Singapore Suspends National Food Defence Programme after 20 SOTA Students Fall Ill from Ready-to-Eat Meals

Singapore authorities have suspended the Total Defence food resilience programme following a food poisoning incident at the School of the Arts (SOTA).

Twenty SOTA students developed gastroenteritis symptoms, including diarrhoea, nausea, and vomiting, after consuming ready-to-eat meals during Exercise SG Ready on 18 Feb 2025.

Total Defence Food Resilience Programme to be Suspended

The Singapore Food Agency (SFA), Ministry of Education (MOE), Agency for Integrated Care (AIC), and food caterer SATS announced the programme’s suspension in a joint statement on Thursday (20 Feb 2025) morning.

The affected students represent approximately one per cent of SOTA students who consumed the meals. None required hospitalisation.

SATS had prepared five meal options, including chicken bolognese pasta, curry chicken with biryani rice, and vegetable marinara pasta.
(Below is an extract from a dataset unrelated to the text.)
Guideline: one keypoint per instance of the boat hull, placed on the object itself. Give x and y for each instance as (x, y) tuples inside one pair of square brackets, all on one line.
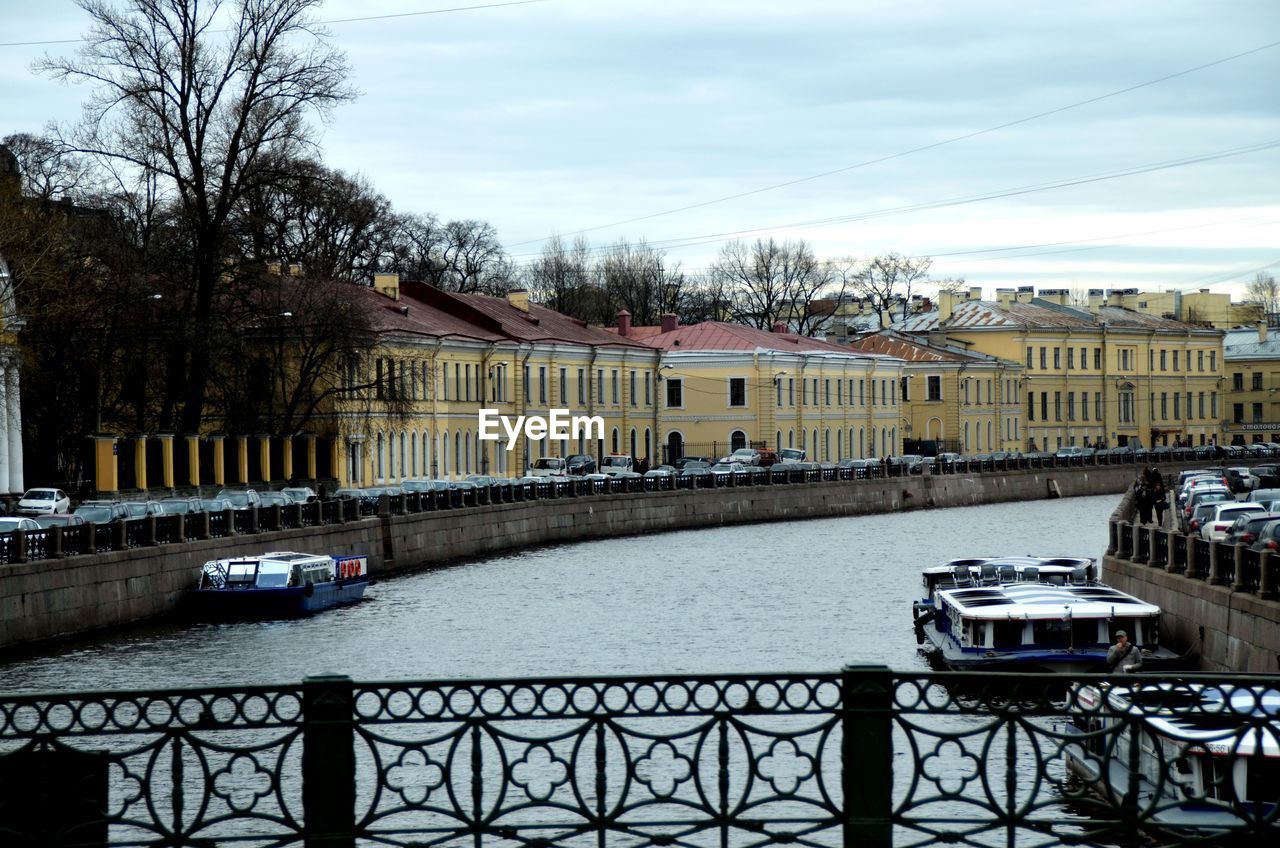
[(275, 602)]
The meals were designed to be stored without refrigeration and had a shelf life of up to eight months.

Part of Bigger Initiative, Targeting More than 90 Schools Across Singapore

The ready-to-eat meals were part of a larger distribution plan targeting over 100,000 students and teachers across more than 90 schools.

The initiative also included plans to distribute meals to 8,000 seniors across 111 Active Ageing Centres.

SOTA Vice-President Pauline Ann Tan has requested students to return unconsumed meals as a precautionary measure.

Preliminary investigations suggest this is an isolated incident, with no other cases reported at other participating venues.

The authorities are replacing ready-to-eat meals produced from the same batch at participating venues while investigations continue.

Exercise SG Ready, conducted under the Total Defence banner, aims to simulate crisis scenarios such as power outages and food supply disruptions.